Today will be a quintessential indoor day. It’s 33 degrees outside, freezing rain has coated the steps and trees and bushes in the backyard, like the one shown above, in a coat of wet, dripping ice, and a hard rain is still pelting down under flat gray skies — and is supposed to continue all day. It’s the kind of day when walking on frozen brick is especially treacherous, when an umbrella will quickly become heavy with ice, and you’re likely to find yourself taking an unwelcome pratfall that leaves you bruised and soaked.
So why risk the elements? Why not accept nature’s wintry verdict, do a few chores inside, and find a good book to read or a TV show to binge watch? Sometimes surviving the bleakness of winter requires acceptance — and savvy avoidance.
Yesterday I walked to and from the office with temperatures in the 20s and a sharp, cutting wind reddening my face and sending my suddenly flimsy raincoat flapping around my legs.
This morning I woke up and, as I stood in our warm kitchen sipping a blessedly hot cup of coffee, I heard rain on the roof. I looked out into the backyard in the pre-dawn darkness and saw the glittering evidence of the Queen Mother of Crappy Weather on every plant, tree, shrub, and fencepost. Yes, that’s right — a dreaded onslaught of freezing rain has coated every object in ice. Freezing rain, for those lucky people who’ve never experienced it, means that it’s not quite cold enough for precipitation to fall as snow, but just cold enough for the rain to turn to ice once it hits the ground. It’s the worst winter weather of all because it’s cold, and wet, and frozen all at once, and it means the commute this morning will be slick and treacherous for drivers and pedestrians alike. There’s a breeze, too, and the weather page helpfully reports that it feels like 22 degrees out there.
It’s the kind of weather that makes February in Columbus inarguably the worst weather month of the year. But, it’s only November 15. Hey, Mother Nature! What gives?
We’ve once again experienced an abrupt mash-up of the seasons here in the Midwest. True fall weather has been fleeting, and it seems like we’ve moved directly and too quickly into winter. For those people, like me, who think autumn is the best season of the year — well, we feel cheated. We know Old Man Winter is going to arrive sooner or later, but can’t he at least wait until after we’ve had our Thanksgiving dinner before he hits us with freezing rain and another round of “wintry mix”?
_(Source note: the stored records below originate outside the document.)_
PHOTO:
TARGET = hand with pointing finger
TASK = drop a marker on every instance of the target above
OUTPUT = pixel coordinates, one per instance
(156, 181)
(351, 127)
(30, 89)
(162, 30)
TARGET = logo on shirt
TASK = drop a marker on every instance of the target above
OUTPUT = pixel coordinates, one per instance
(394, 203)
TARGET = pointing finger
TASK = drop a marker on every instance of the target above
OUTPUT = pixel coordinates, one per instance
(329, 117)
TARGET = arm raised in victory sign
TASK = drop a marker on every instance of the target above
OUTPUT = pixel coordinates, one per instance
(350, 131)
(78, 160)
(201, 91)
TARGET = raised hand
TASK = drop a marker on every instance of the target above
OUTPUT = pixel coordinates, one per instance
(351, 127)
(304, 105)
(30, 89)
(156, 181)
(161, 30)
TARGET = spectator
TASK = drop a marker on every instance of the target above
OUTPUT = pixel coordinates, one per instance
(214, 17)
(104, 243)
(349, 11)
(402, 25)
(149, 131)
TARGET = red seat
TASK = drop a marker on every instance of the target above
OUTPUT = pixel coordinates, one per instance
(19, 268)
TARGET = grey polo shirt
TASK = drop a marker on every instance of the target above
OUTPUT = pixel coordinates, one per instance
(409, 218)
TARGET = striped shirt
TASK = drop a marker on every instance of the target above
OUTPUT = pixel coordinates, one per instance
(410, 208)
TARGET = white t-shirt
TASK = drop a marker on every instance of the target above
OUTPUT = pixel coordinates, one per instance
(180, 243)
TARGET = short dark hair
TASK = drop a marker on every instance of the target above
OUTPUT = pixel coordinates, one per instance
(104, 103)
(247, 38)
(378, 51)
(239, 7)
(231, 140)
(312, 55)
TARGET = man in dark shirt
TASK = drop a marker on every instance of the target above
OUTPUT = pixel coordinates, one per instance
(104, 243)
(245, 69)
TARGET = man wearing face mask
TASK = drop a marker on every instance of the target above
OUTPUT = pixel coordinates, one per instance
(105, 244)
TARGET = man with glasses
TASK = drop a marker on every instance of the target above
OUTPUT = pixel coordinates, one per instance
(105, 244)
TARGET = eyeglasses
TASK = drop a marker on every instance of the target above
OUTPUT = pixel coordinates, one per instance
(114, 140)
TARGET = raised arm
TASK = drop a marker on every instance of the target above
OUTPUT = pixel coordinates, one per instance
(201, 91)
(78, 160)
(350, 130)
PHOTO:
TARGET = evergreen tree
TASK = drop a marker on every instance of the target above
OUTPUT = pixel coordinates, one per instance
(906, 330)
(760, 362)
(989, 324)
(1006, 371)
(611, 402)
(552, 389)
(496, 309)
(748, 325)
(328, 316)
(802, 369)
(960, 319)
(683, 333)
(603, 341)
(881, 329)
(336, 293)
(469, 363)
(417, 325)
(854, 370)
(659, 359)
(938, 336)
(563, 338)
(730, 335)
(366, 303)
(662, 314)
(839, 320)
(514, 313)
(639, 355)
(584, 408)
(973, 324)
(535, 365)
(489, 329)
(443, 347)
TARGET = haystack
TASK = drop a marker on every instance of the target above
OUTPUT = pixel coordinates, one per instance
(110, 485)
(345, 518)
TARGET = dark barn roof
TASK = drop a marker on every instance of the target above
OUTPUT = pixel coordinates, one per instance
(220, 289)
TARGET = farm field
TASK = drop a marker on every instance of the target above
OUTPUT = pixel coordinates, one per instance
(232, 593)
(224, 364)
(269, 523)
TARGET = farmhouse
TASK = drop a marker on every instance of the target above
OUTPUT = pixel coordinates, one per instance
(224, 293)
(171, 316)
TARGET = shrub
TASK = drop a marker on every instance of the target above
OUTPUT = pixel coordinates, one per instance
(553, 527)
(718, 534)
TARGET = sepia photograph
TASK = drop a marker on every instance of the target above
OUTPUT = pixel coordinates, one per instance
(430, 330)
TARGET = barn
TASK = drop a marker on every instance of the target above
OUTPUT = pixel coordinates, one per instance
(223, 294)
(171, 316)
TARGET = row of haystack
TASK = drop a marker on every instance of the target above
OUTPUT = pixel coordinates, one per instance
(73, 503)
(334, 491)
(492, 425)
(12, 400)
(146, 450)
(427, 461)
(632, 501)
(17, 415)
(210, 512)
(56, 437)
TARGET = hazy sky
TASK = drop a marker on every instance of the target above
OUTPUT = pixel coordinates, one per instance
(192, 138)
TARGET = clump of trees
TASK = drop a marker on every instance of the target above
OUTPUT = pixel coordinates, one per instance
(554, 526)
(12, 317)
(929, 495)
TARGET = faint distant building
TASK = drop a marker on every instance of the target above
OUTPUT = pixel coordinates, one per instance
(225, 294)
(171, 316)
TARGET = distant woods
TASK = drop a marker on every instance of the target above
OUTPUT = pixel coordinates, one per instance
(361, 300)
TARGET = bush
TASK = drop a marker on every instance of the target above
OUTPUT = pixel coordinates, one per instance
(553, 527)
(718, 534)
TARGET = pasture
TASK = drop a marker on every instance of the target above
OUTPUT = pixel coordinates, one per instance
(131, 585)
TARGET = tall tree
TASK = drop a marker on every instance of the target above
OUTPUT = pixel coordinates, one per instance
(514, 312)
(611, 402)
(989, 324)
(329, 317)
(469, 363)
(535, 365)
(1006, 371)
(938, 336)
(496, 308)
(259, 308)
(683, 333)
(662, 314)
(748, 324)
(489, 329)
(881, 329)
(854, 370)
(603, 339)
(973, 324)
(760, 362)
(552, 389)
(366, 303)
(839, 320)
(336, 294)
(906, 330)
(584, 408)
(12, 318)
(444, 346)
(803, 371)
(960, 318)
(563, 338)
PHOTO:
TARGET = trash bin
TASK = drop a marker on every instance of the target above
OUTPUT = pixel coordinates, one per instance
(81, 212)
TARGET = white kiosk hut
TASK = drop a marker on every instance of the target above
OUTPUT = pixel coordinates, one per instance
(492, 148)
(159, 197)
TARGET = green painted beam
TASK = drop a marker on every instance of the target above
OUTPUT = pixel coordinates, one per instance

If you’re in the Midwest, brace yourself, because it’s too cold too soon . . . again.
Grandma Neal often said: “Patience is a virtue, possess it if you can; it’s seldom found in woman, but never found in man.”
Winter in the Midwest has a way of teaching patience.
Consider freezing rain. When it hits, as it did this morning, there’s not much you can do. With your car windows and windshield covered in a thick coat of wet ice, you’ve got to wait until the defroster melts part of the ice before you can even start scraping. And you’d better take you time walking, too.
Is power outages. We are having one tonight as we weather the latest Winter Storm of the Century.
It has been cold and raining steadily for hours, and everything outside is encased in ice. Just as I was going to watch the Illinois-Penn State game, the lights flickered briefly, then died. Obviously, the weight of the ice has pulled down power lines, just as it will pull down tree limbs. Whatever happened, it was enough to affect our entire subdivision. A look out the window confirms there are no lights on anywhere. I’m betting power won’t be restored for hours.
So, we sit in the darkness, listening to the drumming of the rain that caused the darkness in the first place. Yet another reason why freezing rain sucks.
This morning I looked out the windows, saw the telltale gleaming shine on the driveway and road, and felt my heart sink. Of all of the crappy meteorological phenomena we encounter during a typical Midwestern winter, freezing rain is — by far — the worst.
Snowstorms are inconvenient, but you quickly adapt to driving through snow and can shovel your way out of most predicaments. Sleet is grey and depressing, but manageable. With freezing rain, there is no hope. You can’t even get down your front steps without slipping, because everything is covered in a layer of wet ice. The tree limbs and shrubs bow down and sometimes break under the weight. Streets become like skating rinks because there is no traction, and even the gentle slope of your driveway becomes a difficult, ice-sheathed obstacle. This morning, on our very brief walk, even the sure-footed Penny was slipping and skidding. And I can assure you that the quick and unpredictable movements of a leashed dog are not conducive to careful human movement on frozen streets and sidewalks.
So I sit here, secure in the knowledge that today’s commute will be a white-knuckler. It will take about two times as long as normal. We’ll see cars that have spun out and crashed into the median barrier. We’ll be told on the radio that only injury accidents need to be reported to the police. And we’ll pray that, as we are tooling along, we don’t experience that dreaded initial loss of traction and “here we go” feeling that makes freezing rain the worst winter weather of all.